2017 was an ugly year for the media firm (which will change its name to Reach if/when it integrates the Express and Star titles). Though it spiked above £1.20 a few times in the first half of the year, by the end of December the stock was trading at 79.5p, marking a near 25% decline from its £1.05 opening price.
It continued to fall in early 2018, hitting a 5 year-plus low of 66p at the start of February. It has recovered since then, however, climbing back above 89p by mid-March before settling at a current trading price of 84p.
That recovery was in part helped along by March’s full year figures, despite the results themselves being pretty bleak. A ‘weak print trading environment’ led to a 12.6% fall in group revenue to £623.2 million, while the decline in like-for-like revenue accelerated, plunging 8.8% against the previous year’s 8% drop.

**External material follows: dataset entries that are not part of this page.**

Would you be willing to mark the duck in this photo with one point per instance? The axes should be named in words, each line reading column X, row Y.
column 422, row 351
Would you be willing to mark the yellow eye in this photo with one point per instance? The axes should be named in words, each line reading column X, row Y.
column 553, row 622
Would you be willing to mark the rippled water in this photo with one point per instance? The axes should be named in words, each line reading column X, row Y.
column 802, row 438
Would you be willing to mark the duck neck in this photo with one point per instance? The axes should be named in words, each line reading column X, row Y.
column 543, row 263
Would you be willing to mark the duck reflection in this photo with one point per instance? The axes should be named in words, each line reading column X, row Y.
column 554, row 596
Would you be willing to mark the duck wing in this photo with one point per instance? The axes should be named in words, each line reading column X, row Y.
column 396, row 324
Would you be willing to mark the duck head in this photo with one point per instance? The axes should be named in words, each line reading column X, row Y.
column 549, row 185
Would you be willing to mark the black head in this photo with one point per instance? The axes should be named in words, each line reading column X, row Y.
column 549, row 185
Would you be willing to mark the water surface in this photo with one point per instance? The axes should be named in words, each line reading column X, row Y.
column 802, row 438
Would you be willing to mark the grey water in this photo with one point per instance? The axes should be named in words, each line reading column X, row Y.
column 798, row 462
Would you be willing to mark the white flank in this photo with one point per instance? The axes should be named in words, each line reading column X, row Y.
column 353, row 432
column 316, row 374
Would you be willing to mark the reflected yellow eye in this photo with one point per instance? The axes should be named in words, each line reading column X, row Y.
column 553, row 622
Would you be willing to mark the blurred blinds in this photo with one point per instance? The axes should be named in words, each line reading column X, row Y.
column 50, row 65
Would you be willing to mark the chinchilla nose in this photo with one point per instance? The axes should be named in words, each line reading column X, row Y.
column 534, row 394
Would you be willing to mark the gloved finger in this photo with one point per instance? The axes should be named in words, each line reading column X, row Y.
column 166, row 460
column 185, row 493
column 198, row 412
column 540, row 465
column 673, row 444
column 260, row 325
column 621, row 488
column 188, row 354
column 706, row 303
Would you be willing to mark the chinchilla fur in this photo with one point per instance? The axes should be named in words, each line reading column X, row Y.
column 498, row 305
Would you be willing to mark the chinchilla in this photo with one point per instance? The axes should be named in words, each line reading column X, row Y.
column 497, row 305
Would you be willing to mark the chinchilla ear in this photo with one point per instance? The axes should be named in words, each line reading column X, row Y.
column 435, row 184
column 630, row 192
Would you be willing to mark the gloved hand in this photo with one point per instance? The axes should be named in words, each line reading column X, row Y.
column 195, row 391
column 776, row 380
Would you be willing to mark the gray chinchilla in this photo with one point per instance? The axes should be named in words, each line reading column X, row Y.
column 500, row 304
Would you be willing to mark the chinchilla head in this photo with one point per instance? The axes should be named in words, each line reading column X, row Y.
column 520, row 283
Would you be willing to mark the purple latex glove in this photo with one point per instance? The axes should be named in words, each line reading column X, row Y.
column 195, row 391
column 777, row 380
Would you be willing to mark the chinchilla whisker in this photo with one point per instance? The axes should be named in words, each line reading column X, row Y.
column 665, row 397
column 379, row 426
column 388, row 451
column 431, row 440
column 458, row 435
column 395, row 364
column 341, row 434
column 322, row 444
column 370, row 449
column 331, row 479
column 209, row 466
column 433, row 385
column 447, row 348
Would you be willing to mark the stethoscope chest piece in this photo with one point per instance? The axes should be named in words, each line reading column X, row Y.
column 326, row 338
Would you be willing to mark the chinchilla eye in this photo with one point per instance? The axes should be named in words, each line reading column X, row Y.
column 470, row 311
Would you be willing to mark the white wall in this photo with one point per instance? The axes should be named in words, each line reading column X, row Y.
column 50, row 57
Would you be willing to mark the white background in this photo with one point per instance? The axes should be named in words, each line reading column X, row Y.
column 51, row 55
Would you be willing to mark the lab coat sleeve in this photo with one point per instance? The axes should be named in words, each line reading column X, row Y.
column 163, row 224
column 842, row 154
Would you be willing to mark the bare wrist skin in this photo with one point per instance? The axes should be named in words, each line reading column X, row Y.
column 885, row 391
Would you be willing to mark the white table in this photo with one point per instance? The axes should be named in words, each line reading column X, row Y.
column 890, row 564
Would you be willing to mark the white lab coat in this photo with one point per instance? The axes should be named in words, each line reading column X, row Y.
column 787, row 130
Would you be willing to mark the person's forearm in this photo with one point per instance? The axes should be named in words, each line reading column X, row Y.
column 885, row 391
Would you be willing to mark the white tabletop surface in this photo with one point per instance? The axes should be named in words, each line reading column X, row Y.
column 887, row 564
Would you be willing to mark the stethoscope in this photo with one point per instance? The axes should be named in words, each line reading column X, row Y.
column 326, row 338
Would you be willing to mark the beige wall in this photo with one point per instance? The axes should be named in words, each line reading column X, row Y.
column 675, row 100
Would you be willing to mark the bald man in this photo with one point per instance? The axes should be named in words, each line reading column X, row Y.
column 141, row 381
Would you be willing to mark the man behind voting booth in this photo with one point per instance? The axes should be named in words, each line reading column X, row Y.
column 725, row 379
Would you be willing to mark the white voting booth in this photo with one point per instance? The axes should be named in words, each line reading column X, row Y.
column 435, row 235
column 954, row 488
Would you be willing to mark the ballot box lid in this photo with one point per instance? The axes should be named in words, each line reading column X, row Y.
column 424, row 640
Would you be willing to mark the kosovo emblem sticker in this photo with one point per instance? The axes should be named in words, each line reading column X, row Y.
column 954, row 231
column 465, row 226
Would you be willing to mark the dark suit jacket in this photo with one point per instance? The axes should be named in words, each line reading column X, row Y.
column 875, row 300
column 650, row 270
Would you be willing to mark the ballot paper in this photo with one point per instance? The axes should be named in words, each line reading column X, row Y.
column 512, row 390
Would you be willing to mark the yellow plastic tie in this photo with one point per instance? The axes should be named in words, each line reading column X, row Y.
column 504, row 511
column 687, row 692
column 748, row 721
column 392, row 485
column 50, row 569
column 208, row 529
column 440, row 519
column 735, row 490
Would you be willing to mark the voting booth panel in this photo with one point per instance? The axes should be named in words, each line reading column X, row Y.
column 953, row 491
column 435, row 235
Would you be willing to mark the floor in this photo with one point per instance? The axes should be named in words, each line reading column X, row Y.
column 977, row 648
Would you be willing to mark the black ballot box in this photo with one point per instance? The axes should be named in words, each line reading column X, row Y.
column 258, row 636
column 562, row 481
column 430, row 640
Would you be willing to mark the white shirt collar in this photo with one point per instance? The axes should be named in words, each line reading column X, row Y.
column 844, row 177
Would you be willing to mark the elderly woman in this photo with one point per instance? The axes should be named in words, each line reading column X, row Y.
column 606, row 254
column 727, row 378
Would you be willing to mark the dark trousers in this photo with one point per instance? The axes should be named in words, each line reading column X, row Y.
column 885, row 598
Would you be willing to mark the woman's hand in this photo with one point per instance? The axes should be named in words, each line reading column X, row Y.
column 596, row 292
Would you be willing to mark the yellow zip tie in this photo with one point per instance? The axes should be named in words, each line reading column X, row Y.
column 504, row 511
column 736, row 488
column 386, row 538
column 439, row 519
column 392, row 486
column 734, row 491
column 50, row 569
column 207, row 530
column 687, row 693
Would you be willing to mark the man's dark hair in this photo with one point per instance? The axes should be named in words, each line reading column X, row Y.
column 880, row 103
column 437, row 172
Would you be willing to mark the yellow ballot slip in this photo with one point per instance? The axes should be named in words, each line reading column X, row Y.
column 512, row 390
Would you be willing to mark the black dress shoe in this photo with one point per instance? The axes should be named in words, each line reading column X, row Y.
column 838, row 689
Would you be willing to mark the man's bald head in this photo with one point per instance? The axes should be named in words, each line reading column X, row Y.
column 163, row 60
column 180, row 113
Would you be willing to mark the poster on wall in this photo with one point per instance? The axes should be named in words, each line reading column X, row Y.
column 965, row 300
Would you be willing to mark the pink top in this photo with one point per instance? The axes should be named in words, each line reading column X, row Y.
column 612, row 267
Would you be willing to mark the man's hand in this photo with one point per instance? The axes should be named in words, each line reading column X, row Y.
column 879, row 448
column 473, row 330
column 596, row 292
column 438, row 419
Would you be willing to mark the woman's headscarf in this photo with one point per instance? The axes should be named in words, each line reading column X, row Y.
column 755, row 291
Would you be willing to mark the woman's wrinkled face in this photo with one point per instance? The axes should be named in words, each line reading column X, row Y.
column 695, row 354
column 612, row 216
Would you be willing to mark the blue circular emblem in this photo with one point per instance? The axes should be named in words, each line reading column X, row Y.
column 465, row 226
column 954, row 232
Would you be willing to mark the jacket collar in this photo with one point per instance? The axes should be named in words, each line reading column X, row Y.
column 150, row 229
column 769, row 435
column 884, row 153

However, the saving grace was a 7% jump in statutory pre-tax profit to £81.9 million (admittedly on an adjusted basis pre-tax profit actually fell 8% to £122.5 million).
Investors also seemed reassured by CEO Simon Fox’s claim that the CMA involvement in the already completed purchase of the Express, Star and OK! titles was nothing to worry about, even if the regulatory body barred Trinity from integrating its newest additions as it considered a full investigation into the deal.
Yet there was more drama related to Trinity’s M&A action in April. Not only did the CMA confirm it would be launching a phase one inquiry to ascertain whether it would lead to a ‘substantial lessening of competition’, with a deadline of 7th June. The CMA also referred the deal to culture secretary Matt Hancock, who said towards the end of April that he was ‘minded’ to issue an intervention notice having considered a ‘broad range of evidence’.
Investors will be very keen to hear an update on all this, and further reassurances from Fox that the deal isn’t on the ropes. In terms of the company’s figures, back in March Trinity revealed that for the first 2 months of the new financial year like-for-like sales had fallen 9%, so investors will also be after an improvement on that number for Q1 as a whole.
Trinity Mirror (LON:TNI) has a consensus rating of ‘Buy’ alongside an average target price of £1.41.